Le Fonds oeuvre donc davantage du côté des repreneurs, qu'il finance lorsqu'ils adhèrent au plan de développement de l'entreprise et surtout lorsqu'ils ont la capacité de le mener à bien. L'organisation est très active en région. «Ces dernières années, nos fonds régionaux ont financé plus de 50 dossiers de transfert d'entreprise d'une valeur de moins de trois millions de dollars», précise M. Chouinard.

Se mettre à jour

Pour éviter les échecs des transferts d'entreprise, notamment familiaux, et conserver nos sièges sociaux, il faudra aussi nous mettre à la page et faire évoluer nos interventions auprès des cédants et des repreneurs, affirme Denise Paré-Julien, directrice du Centre des familles en affaires Deschênes-Molson-Lesage de HEC Montréal. Les entreprises familiales sont nombreuses au Québec et certaines sont très grandes.
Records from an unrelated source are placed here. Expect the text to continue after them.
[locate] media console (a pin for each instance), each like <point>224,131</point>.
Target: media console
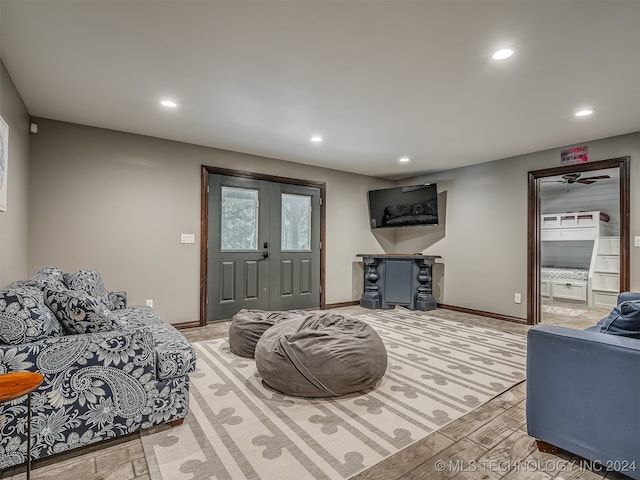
<point>395,279</point>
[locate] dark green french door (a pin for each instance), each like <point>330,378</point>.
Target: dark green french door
<point>264,246</point>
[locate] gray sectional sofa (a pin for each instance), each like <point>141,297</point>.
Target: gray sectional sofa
<point>109,369</point>
<point>583,389</point>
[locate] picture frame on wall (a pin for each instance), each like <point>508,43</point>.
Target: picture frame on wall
<point>4,163</point>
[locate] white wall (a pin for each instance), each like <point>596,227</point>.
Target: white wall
<point>14,222</point>
<point>484,247</point>
<point>118,202</point>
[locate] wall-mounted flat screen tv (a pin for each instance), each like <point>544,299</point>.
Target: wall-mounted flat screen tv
<point>404,206</point>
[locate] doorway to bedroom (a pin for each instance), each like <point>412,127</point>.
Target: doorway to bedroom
<point>263,243</point>
<point>578,241</point>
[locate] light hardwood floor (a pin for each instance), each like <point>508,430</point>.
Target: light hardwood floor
<point>489,443</point>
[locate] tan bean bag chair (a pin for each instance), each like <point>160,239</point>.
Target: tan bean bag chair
<point>247,326</point>
<point>321,355</point>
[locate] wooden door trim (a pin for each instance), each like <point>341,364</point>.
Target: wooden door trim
<point>204,224</point>
<point>533,223</point>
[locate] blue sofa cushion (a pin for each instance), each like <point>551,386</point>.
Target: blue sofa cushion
<point>24,317</point>
<point>89,281</point>
<point>624,320</point>
<point>51,277</point>
<point>79,312</point>
<point>175,356</point>
<point>117,300</point>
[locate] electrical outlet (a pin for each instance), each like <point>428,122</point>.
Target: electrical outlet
<point>187,238</point>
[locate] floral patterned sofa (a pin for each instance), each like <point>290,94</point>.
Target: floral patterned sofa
<point>108,369</point>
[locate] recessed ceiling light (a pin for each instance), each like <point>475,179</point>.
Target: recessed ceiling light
<point>502,54</point>
<point>584,113</point>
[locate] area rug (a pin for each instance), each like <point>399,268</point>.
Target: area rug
<point>237,428</point>
<point>569,312</point>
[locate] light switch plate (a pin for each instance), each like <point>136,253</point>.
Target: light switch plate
<point>187,238</point>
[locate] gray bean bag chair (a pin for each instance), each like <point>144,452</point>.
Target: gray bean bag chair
<point>247,326</point>
<point>321,355</point>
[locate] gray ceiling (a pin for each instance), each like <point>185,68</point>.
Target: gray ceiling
<point>377,79</point>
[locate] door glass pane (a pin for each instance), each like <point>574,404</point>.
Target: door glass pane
<point>296,222</point>
<point>239,219</point>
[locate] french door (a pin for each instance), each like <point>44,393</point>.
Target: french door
<point>264,246</point>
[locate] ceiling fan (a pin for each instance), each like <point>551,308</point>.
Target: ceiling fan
<point>570,178</point>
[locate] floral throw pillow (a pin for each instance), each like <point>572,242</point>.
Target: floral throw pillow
<point>79,312</point>
<point>89,281</point>
<point>24,317</point>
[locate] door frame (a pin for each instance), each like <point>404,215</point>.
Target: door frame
<point>533,225</point>
<point>204,223</point>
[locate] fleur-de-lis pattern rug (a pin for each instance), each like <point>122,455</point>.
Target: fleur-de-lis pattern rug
<point>237,428</point>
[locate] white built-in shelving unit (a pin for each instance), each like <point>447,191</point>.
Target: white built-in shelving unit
<point>582,261</point>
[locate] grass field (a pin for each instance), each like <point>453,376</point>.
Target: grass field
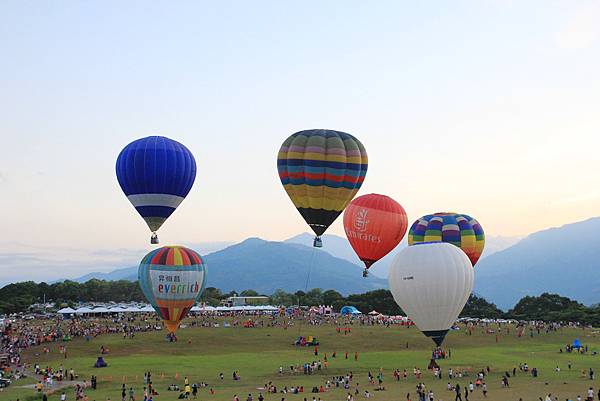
<point>202,353</point>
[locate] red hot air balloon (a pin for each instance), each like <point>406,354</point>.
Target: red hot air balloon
<point>374,225</point>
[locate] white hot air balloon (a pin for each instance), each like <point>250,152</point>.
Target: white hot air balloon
<point>431,282</point>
On peut penser à Aldo, Bombardier, Vêtement Peerless, Saputo, Pharmascience, etc.

Or, les transitions ne s'y passent plus comme avant. «Les chefs d'entreprise veulent bien identifier la relève, mais ils ne se perçoivent pas nécessairement comme des cédants, explique Denise Paré-Julien. Ils travaillent de plus en plus longtemps, de sorte que les entreprises, plutôt que de passer rapidement d'une génération à la suivante, restent longtemps multigénérationnelles. Les entrepreneurs veulent conserver un rôle et des parts dans l'entreprise, alors que les plus jeunes veulent vite avoir des responsabilités et une part de la propriété. Si l'on veut contribuer à des transferts harmonieux, il faut comprendre comment cela se vit et quels sont les modèles émergents.»
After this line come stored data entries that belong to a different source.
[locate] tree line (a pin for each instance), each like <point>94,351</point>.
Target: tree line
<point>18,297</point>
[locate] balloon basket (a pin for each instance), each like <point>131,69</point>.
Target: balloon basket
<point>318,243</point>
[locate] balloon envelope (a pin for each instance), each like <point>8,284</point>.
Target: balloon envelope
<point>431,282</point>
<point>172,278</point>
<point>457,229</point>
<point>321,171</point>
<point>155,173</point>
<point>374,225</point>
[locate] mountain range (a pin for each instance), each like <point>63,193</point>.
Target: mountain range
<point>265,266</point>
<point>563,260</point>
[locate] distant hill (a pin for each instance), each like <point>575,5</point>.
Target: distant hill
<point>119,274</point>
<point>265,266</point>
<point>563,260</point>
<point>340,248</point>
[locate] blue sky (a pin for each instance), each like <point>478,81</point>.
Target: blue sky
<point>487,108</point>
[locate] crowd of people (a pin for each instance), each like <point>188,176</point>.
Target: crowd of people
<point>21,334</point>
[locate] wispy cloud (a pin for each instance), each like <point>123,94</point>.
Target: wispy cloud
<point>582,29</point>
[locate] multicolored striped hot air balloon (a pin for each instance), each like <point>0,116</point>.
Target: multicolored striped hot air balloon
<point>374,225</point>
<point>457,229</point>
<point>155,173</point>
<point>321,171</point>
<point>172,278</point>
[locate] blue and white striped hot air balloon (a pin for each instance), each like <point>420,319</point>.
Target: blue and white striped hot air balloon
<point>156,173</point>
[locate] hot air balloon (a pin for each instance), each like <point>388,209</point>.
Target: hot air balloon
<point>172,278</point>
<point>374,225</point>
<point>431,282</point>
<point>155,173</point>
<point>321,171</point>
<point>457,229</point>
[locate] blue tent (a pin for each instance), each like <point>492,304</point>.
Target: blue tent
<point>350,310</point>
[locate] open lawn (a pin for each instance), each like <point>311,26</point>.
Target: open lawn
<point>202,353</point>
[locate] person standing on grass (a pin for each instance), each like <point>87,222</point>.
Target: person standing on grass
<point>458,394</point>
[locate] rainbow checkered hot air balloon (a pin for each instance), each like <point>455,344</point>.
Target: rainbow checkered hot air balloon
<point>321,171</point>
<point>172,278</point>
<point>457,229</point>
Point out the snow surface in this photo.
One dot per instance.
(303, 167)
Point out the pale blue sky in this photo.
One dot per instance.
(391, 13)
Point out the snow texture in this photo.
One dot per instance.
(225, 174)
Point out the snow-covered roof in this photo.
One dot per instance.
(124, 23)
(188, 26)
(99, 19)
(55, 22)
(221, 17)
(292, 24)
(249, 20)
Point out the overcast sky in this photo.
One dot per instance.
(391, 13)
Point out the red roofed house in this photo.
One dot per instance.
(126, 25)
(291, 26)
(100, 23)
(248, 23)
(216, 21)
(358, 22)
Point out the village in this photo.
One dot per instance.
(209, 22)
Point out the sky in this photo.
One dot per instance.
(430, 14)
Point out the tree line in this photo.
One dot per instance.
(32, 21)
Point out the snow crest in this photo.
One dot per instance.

Par exemple, poursuit-elle, les recherches montrent qu'environ 40 % des chefs d'entreprises familiales envisagent de transférer le pouvoir à une équipe de codirection plutôt qu'à un seul repreneur. Elle cite l'exemple de Bio-K, coprésidée par Isabèle et François-Pierre Chevalier, dont le père Claude Chevalier, le fondateur, reste le président du conseil.
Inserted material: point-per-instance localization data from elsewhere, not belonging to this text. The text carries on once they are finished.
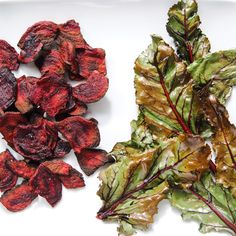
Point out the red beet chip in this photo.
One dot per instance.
(7, 88)
(18, 198)
(73, 180)
(47, 185)
(52, 62)
(90, 60)
(51, 94)
(37, 37)
(7, 178)
(93, 89)
(58, 167)
(70, 31)
(35, 141)
(91, 159)
(79, 132)
(8, 122)
(8, 56)
(62, 148)
(21, 168)
(25, 85)
(79, 109)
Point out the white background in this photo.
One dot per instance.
(122, 28)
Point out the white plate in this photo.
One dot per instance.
(122, 28)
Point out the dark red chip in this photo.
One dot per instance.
(7, 88)
(79, 132)
(37, 37)
(8, 123)
(25, 86)
(62, 148)
(7, 178)
(18, 198)
(93, 89)
(8, 56)
(52, 62)
(21, 168)
(90, 60)
(58, 167)
(35, 141)
(52, 94)
(79, 109)
(91, 159)
(70, 31)
(47, 185)
(73, 180)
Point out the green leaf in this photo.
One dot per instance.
(203, 202)
(223, 142)
(183, 26)
(164, 92)
(218, 71)
(132, 187)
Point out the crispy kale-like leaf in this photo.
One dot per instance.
(206, 202)
(132, 188)
(223, 142)
(218, 71)
(183, 27)
(164, 92)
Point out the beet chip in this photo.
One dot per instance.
(73, 180)
(7, 178)
(93, 89)
(8, 56)
(79, 132)
(25, 85)
(47, 185)
(70, 31)
(7, 88)
(8, 122)
(51, 94)
(18, 198)
(58, 167)
(35, 141)
(37, 37)
(91, 159)
(62, 148)
(52, 62)
(20, 168)
(90, 60)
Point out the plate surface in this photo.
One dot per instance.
(122, 28)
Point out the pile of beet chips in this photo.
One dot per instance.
(42, 119)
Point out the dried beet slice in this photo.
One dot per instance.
(51, 94)
(21, 168)
(18, 198)
(37, 37)
(91, 159)
(7, 88)
(79, 109)
(8, 56)
(90, 60)
(25, 85)
(73, 180)
(93, 89)
(52, 62)
(8, 122)
(70, 31)
(7, 178)
(47, 185)
(79, 132)
(35, 142)
(58, 167)
(62, 148)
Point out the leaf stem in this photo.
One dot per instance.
(217, 212)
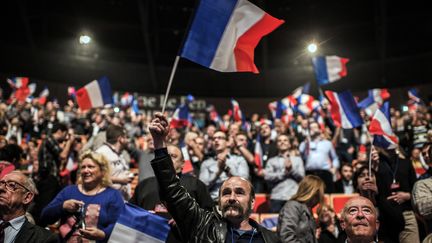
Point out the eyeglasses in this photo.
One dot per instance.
(12, 185)
(219, 137)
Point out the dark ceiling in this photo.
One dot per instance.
(135, 43)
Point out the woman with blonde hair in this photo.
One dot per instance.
(89, 209)
(296, 222)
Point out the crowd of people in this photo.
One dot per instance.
(71, 171)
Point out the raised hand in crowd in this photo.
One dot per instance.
(159, 130)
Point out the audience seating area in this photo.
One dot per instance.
(269, 220)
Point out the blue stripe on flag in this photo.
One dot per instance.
(144, 221)
(368, 101)
(105, 88)
(350, 108)
(385, 108)
(207, 29)
(320, 68)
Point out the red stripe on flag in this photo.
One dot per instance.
(244, 50)
(187, 168)
(83, 99)
(335, 111)
(344, 71)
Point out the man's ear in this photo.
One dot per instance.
(342, 222)
(28, 198)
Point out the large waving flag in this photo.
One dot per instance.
(224, 34)
(138, 225)
(95, 94)
(329, 68)
(344, 110)
(180, 117)
(380, 127)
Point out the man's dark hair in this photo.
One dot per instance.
(113, 133)
(12, 153)
(59, 126)
(345, 164)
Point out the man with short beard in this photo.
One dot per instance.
(359, 220)
(236, 200)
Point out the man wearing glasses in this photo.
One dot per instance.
(217, 169)
(16, 194)
(359, 220)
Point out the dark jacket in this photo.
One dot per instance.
(147, 196)
(30, 233)
(195, 224)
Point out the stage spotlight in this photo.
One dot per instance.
(312, 48)
(85, 39)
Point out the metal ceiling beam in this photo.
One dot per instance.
(144, 9)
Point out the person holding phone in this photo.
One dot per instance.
(89, 209)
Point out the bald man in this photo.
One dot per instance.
(359, 219)
(236, 200)
(16, 193)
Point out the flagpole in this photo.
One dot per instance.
(178, 56)
(170, 82)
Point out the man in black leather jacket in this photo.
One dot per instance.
(236, 200)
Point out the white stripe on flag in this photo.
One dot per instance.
(334, 67)
(244, 16)
(345, 122)
(94, 93)
(122, 234)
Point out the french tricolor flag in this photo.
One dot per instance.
(380, 127)
(95, 94)
(344, 110)
(138, 225)
(224, 34)
(373, 102)
(329, 68)
(237, 114)
(258, 153)
(414, 95)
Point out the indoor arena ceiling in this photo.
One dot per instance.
(134, 43)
Le transfert peut aussi passer par une période de transition, au cours de laquelle un gestionnaire prend la direction le temps que la génération suivante soit prête. Aldo, par exemple, avait embauché Patrik Frisk pour la diriger pendant quelques années et préparer l'arrivée à sa tête de David Bensadoun, fils du fondateur. Le passage du flambeau a eu lieu en avril 2017.

Bref, s'il est nécessaire d'intervenir et d'accompagner les entrepreneurs dans les processus de transfert d'entreprise pour augmenter les chances de conserver des propriétés québécoises, il faut le faire avec des approches innovantes correspondant aux nouvelles réalités vécues dans ces milieux.